The code below is the metod implemented in R. It's not optimal in terms of efficiency, but I hope by understanding the problem better I'll be able to improve the implementation.
library(tidyverse)
library(SearchTrees)
library(sp)
# generate random white dots and less random black dots
set.seed(1)
x <- runif(25, 1,100) %>% as.integer()
y <- runif(25, 1,100) %>% as.integer()
white <- cbind.data.frame(x,y)
x <- c(28,12,25, 80, 60)
y <- c(80,63,25, 30, 60)
black <- cbind.data.frame(x,y)
p <- ggplot(white) +
geom_point(aes(x = x, y = y), color = "white") +
geom_point(data = black, aes(x = x, y = y), color = "black") +
theme_gray()
p
# Calculate nearest neighbours based on starting conditions, then each iteration of updated conditions
lines <- list()
for(i in 1:nrow(white)){
tree <- createTree(coordinates(black))
inds <- knnLookup(tree, newdat=coordinates(white), k=1)
distList <- list()
for(j in 1:nrow(white)){
dist <- (white[j,1] - black[inds[j],1])**2 + (white[j,2] - black[inds[j],2])**2 # don't need to take root as it won't change the order
distList[[i]] <- dist
}
# Add distances to dataframe and select closest
white$distNN <- unlist(distList)
closest <- white[white$distNN == min(white$distNN),] %>% head(1) %>% rownames() %>% as.integer()
# record coordinates for line between white point and closest black point
lines[[i]] <- cbind(white[closest,1:2],black[inds[closest],1:2])
# move 'cloest' white point from white list to black list
black <- rbind(black, white[closest,1:2])

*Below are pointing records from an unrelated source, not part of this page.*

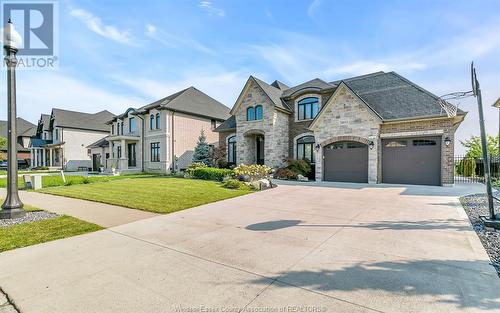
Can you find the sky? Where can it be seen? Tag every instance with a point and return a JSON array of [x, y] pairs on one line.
[[116, 54]]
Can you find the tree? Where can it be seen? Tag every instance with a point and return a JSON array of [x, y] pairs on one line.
[[202, 153], [474, 149]]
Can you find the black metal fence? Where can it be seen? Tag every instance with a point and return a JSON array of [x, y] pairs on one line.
[[471, 170]]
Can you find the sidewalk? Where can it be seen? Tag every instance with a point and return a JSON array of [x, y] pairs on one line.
[[104, 215]]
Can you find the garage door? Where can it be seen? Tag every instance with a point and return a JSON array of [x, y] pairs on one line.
[[346, 162], [414, 161]]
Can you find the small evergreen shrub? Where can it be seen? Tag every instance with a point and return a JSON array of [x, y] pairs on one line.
[[234, 184], [254, 171], [211, 173]]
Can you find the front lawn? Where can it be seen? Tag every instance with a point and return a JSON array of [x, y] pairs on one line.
[[27, 234], [56, 180], [154, 194]]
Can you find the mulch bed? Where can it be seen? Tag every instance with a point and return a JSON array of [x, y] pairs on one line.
[[31, 216], [476, 206]]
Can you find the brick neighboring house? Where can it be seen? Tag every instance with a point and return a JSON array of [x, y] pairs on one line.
[[25, 130], [62, 138], [160, 136], [375, 128]]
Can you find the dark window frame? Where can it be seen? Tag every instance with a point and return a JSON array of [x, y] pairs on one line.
[[307, 108], [155, 151], [231, 146]]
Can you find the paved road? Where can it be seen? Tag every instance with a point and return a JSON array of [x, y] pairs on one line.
[[336, 248], [101, 214]]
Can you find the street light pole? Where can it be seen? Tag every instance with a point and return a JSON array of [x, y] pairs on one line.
[[12, 206]]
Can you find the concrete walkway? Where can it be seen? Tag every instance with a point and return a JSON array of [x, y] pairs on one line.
[[344, 248], [105, 215]]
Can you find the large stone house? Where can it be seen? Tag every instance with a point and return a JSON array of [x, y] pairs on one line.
[[375, 128], [160, 136], [62, 138]]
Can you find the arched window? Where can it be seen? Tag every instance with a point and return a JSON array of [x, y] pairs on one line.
[[305, 148], [157, 120], [307, 108], [258, 112], [231, 150], [250, 114]]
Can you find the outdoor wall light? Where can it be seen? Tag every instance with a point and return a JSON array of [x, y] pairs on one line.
[[371, 144], [447, 141]]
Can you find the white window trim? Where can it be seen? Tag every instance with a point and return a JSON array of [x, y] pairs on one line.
[[295, 142], [308, 95]]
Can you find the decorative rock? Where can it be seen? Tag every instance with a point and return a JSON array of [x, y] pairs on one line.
[[302, 178]]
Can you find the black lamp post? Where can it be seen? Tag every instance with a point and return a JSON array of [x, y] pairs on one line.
[[12, 206]]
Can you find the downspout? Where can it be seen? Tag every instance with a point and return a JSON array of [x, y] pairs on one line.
[[173, 142], [142, 141]]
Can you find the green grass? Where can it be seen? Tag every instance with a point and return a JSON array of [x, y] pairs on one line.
[[154, 194], [56, 180], [27, 234]]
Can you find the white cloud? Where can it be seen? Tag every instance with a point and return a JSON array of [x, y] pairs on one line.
[[210, 9], [169, 40], [38, 92], [95, 24], [221, 85]]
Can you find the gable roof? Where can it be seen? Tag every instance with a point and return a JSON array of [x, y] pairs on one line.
[[313, 84], [24, 128], [227, 125], [80, 120], [191, 101], [394, 97]]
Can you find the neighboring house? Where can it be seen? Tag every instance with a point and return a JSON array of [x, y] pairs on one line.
[[63, 136], [375, 128], [25, 130], [160, 136]]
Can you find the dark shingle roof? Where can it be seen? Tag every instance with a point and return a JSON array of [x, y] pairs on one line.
[[273, 93], [394, 97], [229, 124], [23, 127], [191, 101], [89, 121], [103, 142], [314, 84]]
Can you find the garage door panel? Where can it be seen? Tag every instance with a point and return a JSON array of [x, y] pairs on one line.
[[412, 161], [346, 162]]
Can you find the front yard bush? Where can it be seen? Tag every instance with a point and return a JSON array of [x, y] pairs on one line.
[[253, 172], [210, 173]]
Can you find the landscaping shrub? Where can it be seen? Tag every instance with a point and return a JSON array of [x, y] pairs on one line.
[[254, 171], [234, 184], [210, 173], [285, 173]]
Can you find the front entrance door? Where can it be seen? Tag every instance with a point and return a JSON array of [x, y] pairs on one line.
[[260, 149], [132, 160]]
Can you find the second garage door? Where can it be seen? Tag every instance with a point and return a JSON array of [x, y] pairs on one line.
[[346, 162], [415, 161]]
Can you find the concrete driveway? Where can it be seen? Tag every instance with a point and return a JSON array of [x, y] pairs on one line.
[[327, 248]]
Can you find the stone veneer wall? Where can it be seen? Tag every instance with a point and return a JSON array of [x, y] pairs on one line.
[[432, 127], [274, 127], [347, 117]]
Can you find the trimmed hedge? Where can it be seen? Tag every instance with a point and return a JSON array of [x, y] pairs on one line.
[[211, 173]]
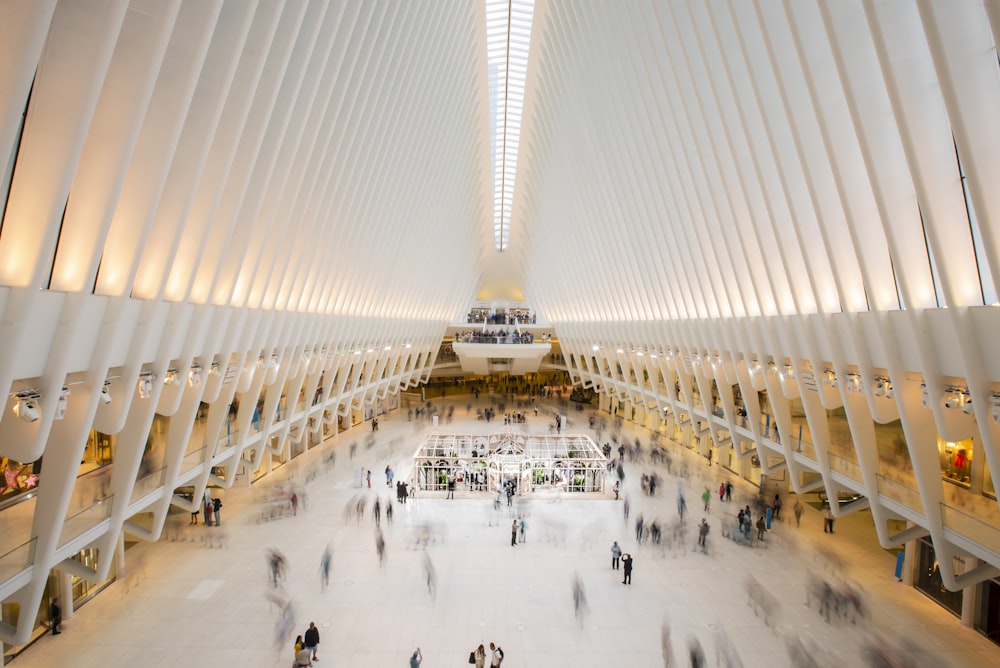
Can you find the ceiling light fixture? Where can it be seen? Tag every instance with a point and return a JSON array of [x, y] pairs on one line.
[[145, 385], [61, 404], [26, 407], [106, 393]]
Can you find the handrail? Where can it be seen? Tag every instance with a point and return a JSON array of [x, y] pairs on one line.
[[17, 559], [79, 523]]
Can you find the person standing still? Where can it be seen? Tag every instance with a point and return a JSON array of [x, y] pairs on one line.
[[311, 639], [627, 561], [496, 656], [55, 613]]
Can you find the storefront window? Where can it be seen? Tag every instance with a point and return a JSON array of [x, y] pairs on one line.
[[18, 477], [988, 488], [956, 460], [928, 579]]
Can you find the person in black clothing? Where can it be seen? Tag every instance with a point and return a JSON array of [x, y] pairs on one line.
[[311, 638], [55, 612]]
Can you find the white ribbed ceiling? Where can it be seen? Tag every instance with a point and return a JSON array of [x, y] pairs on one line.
[[677, 159], [310, 156], [713, 159]]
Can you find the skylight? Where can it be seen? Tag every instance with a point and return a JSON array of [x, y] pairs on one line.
[[508, 33]]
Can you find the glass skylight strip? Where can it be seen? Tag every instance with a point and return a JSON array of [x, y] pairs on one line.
[[508, 33]]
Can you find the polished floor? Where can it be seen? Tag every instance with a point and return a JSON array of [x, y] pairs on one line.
[[203, 596]]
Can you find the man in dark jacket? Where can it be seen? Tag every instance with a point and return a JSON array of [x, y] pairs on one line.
[[627, 567], [311, 639]]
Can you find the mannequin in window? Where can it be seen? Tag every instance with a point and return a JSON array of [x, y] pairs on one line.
[[960, 461]]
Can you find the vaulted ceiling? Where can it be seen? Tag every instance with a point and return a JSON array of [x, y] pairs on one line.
[[293, 190]]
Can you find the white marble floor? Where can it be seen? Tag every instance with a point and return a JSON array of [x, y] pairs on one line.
[[185, 603]]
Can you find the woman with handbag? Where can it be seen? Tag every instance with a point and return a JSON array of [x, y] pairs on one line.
[[478, 656]]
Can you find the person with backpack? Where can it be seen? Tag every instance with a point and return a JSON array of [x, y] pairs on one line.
[[496, 656], [311, 639]]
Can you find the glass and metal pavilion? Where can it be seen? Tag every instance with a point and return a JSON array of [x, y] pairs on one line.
[[570, 462]]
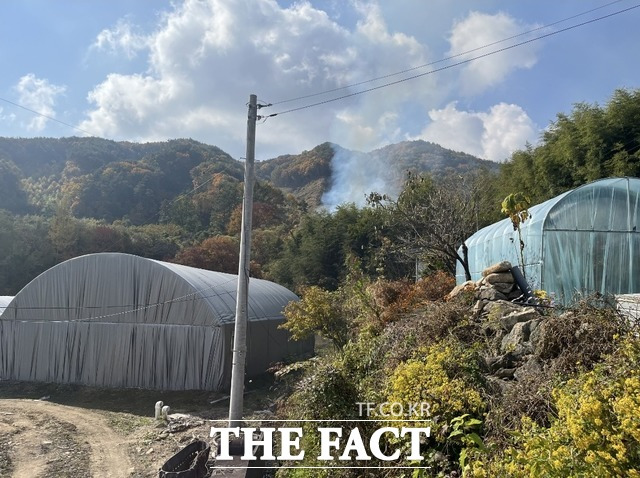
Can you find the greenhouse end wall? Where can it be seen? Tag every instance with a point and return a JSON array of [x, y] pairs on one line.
[[583, 241]]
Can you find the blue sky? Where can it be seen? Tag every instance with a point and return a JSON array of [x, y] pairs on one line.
[[147, 71]]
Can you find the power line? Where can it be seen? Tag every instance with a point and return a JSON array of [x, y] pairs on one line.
[[462, 62], [46, 116], [390, 75]]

white <- white %>% slice(-closest)
}
network <- as.data.frame(do.call(rbind, lines))
network$group <- 1:nrow(network)
network2 <- rbind(network[,c(1,2,5)], network[,c(3,4,5)])
# plot connected dots
ggplot() +
geom_line(data = network2, aes(x = x, y = y, group = group)) +
geom_point(data = black, aes(x = x, y = y), color = "black") +
theme_gray()
Not a solution, but too long for a comment.
I'm not sure I understand your description. It seems to come to an end after you have connected the first four white dots, but at that point, there must still be many unconnected black dots.
If you mean to say that you continue until all the black dots are connected, then you almost surely don't have an optimum method, because there is a path between every pair of dots. If there is a path of length more than $1$ between two of the (originally) white dots, then one of the links in this path is extraneous, since if we delete it, each balk dot is still connected to a white dot.
The problem you are considering is related to finding a minimum-weight spanning tree, and there are well-known algorithms, such as Prim's algorithm, and Kruskal's algorithm to solve it. However, it doesn't seem that you want a tree, in which there is a path between every pair of vertices.
I would say you are looking for a minimum-weight spanning forest, in which each component contains one of the white vertices. That is, you want four trees, each containing one of the white dots, such that the total weight of the edges is a minimum.
My first stab at it would be to first, construct a minimum spanning tree. There is a uniques path between every pair of white vertices. On each such path that has more than one link, delete the edge of maximum weight.
This needs some work, because it is possible that a white dot is on the path between two other white dots, so we can't exactly carry out the program described in the previous paragraph, and even if we can, it's not clear that it would result it an optimal solution.